On l’a vu pendant les préparatifs de la visite de Macron à Alger, en août 2022. On le voit aujourd’hui avec sa stratégie de récupération. Entre autres, en jouant sur les sentiments patriotiques des Algériens de la diaspora, qu’on essaye d’instrumentaliser et de structurer dans des organes fabriqués. Tel le nouveau CMDA – Conseil mondial de la diaspora algérienne – présidé par un ancien député européen connu pour sa proximité avec la macronie, qui s’appelle Karim Zéribi et qui, selon Wikipédia, fut condamné en 2021 par la justice à 3 ans de prison avec sursis, une privation de ses droits civils pendant 5 ans et une interdiction de gérer sur la même période. En dehors de cet aspect moral accablant, il est signifiant de mentionner qu’il est aussi chroniqueur de CNews, la chaîne de télévision connue pour sa ligne éditoriale proche de l’extrême-droite et appartenant à l’oligarque Vincent Bolloré.

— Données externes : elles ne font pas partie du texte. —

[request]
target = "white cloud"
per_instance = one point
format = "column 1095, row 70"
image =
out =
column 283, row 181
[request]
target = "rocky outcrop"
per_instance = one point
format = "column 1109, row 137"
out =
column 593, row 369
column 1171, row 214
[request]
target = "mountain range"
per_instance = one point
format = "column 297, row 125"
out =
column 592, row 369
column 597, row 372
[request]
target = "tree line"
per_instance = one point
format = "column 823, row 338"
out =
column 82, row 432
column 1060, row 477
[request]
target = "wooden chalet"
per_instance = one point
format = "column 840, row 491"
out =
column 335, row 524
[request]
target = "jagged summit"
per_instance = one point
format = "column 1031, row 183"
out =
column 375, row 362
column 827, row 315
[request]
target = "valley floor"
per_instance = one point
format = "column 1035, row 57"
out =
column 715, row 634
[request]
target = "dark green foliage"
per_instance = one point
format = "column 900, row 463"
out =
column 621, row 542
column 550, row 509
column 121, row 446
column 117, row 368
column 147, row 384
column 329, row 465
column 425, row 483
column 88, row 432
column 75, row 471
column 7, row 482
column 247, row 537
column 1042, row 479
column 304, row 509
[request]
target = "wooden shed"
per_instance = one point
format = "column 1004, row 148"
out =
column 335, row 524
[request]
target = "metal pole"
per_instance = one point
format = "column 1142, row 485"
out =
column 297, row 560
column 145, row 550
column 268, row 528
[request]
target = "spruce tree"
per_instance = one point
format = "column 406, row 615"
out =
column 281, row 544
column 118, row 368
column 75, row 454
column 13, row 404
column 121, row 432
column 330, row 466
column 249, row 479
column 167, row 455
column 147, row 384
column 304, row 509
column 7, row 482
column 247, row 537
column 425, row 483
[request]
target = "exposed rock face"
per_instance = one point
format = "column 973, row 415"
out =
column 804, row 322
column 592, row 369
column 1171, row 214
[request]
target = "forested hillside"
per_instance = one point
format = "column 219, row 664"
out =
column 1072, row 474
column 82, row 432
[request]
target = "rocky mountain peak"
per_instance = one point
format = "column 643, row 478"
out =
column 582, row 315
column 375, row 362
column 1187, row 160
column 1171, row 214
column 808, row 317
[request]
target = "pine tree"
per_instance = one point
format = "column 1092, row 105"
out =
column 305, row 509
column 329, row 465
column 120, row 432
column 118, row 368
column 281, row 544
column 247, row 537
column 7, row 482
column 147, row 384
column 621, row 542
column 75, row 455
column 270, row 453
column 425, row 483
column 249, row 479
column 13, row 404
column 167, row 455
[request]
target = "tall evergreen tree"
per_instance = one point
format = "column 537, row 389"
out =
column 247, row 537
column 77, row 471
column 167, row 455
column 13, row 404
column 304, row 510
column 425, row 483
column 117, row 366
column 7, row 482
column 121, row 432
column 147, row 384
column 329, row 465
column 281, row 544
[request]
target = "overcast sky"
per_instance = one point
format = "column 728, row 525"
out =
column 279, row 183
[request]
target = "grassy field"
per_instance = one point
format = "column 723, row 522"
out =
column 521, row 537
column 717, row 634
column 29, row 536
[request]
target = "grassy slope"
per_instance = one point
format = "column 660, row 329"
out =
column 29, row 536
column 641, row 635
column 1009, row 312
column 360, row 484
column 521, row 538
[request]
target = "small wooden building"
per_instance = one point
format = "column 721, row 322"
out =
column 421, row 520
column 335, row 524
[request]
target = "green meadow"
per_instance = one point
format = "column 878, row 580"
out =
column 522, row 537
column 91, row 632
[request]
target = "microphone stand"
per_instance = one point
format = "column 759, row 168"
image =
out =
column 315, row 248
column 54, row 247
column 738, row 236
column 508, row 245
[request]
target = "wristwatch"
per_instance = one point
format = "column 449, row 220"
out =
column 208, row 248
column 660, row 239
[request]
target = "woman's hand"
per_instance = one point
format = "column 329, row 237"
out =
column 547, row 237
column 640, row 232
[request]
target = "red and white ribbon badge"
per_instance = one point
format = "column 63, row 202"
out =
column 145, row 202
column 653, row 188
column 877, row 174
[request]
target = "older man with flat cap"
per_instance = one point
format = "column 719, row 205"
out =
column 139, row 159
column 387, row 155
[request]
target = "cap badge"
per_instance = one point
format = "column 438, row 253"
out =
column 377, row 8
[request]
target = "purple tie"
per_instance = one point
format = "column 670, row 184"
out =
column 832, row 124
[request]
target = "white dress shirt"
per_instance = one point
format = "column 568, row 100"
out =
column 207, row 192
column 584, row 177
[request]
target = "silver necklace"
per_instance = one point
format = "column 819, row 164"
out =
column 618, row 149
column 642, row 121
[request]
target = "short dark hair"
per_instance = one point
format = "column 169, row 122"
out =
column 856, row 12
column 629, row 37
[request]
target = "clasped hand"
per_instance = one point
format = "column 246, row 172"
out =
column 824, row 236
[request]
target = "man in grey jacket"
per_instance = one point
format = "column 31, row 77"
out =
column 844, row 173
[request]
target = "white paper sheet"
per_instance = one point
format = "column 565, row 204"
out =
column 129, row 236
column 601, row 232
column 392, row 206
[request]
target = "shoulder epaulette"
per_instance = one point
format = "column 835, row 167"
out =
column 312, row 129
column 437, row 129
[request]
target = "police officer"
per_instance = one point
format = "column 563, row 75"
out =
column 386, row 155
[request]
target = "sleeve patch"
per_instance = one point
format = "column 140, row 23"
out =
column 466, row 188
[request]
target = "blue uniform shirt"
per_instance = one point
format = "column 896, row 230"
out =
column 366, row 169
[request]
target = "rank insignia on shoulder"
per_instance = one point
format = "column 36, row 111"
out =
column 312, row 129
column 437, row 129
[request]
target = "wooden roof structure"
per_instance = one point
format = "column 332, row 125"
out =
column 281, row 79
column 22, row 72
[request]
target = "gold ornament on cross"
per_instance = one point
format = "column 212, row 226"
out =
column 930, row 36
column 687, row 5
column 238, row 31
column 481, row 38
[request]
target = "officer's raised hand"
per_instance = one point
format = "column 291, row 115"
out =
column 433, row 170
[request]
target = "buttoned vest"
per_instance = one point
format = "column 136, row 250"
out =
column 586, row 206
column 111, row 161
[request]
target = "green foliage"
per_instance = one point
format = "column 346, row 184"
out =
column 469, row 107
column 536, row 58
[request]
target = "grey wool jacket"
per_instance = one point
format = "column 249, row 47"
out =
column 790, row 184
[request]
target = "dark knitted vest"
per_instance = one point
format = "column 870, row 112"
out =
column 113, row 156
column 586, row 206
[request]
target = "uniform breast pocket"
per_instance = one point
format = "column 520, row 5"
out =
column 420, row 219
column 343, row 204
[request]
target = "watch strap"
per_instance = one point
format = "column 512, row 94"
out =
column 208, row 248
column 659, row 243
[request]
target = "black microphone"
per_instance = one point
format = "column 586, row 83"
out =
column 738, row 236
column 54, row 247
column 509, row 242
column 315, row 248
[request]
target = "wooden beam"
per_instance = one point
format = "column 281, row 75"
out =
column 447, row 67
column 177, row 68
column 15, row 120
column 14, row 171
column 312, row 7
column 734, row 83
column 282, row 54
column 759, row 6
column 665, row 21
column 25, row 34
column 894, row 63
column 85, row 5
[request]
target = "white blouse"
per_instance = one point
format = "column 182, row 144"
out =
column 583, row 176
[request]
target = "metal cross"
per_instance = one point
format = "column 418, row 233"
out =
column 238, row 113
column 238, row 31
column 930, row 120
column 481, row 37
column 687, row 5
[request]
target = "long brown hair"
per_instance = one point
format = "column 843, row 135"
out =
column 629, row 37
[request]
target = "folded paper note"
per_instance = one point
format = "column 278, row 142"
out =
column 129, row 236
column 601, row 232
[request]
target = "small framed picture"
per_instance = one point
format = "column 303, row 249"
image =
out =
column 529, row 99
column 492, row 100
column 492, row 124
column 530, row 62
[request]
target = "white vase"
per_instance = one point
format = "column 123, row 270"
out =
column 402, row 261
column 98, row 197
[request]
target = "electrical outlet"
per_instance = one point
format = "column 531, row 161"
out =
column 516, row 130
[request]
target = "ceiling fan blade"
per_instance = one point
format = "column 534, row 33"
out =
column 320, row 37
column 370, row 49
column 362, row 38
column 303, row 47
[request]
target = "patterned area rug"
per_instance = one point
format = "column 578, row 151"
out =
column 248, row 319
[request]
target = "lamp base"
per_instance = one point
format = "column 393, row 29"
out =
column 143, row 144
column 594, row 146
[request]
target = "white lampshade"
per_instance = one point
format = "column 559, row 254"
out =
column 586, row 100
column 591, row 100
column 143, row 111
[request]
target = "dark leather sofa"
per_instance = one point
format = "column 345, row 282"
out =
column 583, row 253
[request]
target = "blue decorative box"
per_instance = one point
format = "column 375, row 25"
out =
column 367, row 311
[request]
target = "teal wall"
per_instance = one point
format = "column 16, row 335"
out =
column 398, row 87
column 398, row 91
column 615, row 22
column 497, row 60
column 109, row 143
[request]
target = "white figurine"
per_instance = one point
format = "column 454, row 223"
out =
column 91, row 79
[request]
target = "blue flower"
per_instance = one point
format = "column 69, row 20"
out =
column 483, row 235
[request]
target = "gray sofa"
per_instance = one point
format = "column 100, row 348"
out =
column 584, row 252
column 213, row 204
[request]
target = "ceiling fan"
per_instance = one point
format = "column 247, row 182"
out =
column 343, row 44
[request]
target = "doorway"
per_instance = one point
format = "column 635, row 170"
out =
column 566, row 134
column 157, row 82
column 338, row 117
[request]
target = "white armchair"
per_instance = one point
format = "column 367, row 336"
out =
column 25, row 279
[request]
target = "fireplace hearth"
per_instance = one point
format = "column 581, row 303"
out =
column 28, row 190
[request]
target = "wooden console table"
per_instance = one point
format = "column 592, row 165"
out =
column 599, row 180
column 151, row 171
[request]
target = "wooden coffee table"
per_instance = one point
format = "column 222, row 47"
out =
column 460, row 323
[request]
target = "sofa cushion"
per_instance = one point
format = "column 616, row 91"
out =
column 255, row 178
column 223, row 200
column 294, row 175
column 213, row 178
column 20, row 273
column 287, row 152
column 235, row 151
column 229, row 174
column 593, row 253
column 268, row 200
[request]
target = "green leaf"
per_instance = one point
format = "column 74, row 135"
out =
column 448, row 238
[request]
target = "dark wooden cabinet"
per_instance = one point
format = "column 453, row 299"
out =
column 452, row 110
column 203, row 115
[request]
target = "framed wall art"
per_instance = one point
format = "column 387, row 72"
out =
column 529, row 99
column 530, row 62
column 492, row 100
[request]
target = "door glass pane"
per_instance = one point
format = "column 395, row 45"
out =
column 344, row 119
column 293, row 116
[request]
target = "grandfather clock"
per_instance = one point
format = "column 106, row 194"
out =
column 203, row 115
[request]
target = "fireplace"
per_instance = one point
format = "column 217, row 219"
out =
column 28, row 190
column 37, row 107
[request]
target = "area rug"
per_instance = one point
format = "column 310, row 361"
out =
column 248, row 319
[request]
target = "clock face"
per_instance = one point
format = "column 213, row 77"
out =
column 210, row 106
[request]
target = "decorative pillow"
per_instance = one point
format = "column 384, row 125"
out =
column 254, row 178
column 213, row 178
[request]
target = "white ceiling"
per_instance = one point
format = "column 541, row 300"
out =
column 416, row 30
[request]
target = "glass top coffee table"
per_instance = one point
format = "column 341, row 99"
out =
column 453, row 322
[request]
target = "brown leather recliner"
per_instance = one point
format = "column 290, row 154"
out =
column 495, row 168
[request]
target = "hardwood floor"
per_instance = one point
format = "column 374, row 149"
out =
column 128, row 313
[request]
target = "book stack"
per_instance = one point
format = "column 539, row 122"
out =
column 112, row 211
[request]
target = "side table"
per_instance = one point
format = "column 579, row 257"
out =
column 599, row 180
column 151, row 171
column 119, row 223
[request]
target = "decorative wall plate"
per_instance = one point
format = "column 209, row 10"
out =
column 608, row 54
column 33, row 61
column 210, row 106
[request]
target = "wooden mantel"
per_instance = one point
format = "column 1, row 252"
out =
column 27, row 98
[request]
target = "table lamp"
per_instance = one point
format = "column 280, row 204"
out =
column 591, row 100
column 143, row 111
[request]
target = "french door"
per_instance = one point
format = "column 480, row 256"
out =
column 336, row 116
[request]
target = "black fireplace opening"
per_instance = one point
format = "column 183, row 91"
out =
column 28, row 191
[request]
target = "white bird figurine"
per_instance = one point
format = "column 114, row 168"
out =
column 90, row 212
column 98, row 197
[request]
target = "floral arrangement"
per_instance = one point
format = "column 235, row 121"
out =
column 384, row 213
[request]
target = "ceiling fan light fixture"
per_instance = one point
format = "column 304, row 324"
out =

Ignorer l’anti-algérianisme profond, ancré au sein du cercle décideur de l’establishment et de l’Etat profond français, ainsi que leur soif chronique de revanche et leur désir ardent de resoumettre notre pays, c’est commettre une grave erreur envers la mémoire des millions de martyrs et envers la nation algérienne. Les actions cosmétiques alibi, comme la reconnaissance de la responsabilité de l’Etat français pendant les massacres commis contre des Algériens à Paris en 1961 par la police de Papon, votée tout récemment par le Parlement français, ne sont que de la poudre aux yeux qu’il faut protéger, sinon on perdra et la vue et la raison.
H.-N. B.
P.-S. : L’objectif de l’auteur n’est ni de gêner le Président ni de s’opposer à sa candidature. Il souhaite, en revanche, d’une part, que notre pays renoue avec l’approche de Boumediene qui voulait bâtir des institutions fiables et pérennes qui survivent aux hommes et, d’autre part, attirer l’attention sur les dangers qui guettent la nation algérienne, entre autres, en raison de la politique extérieure ambivalente vis-à-vis de l’ex-occupant, depuis plus de quarante ans.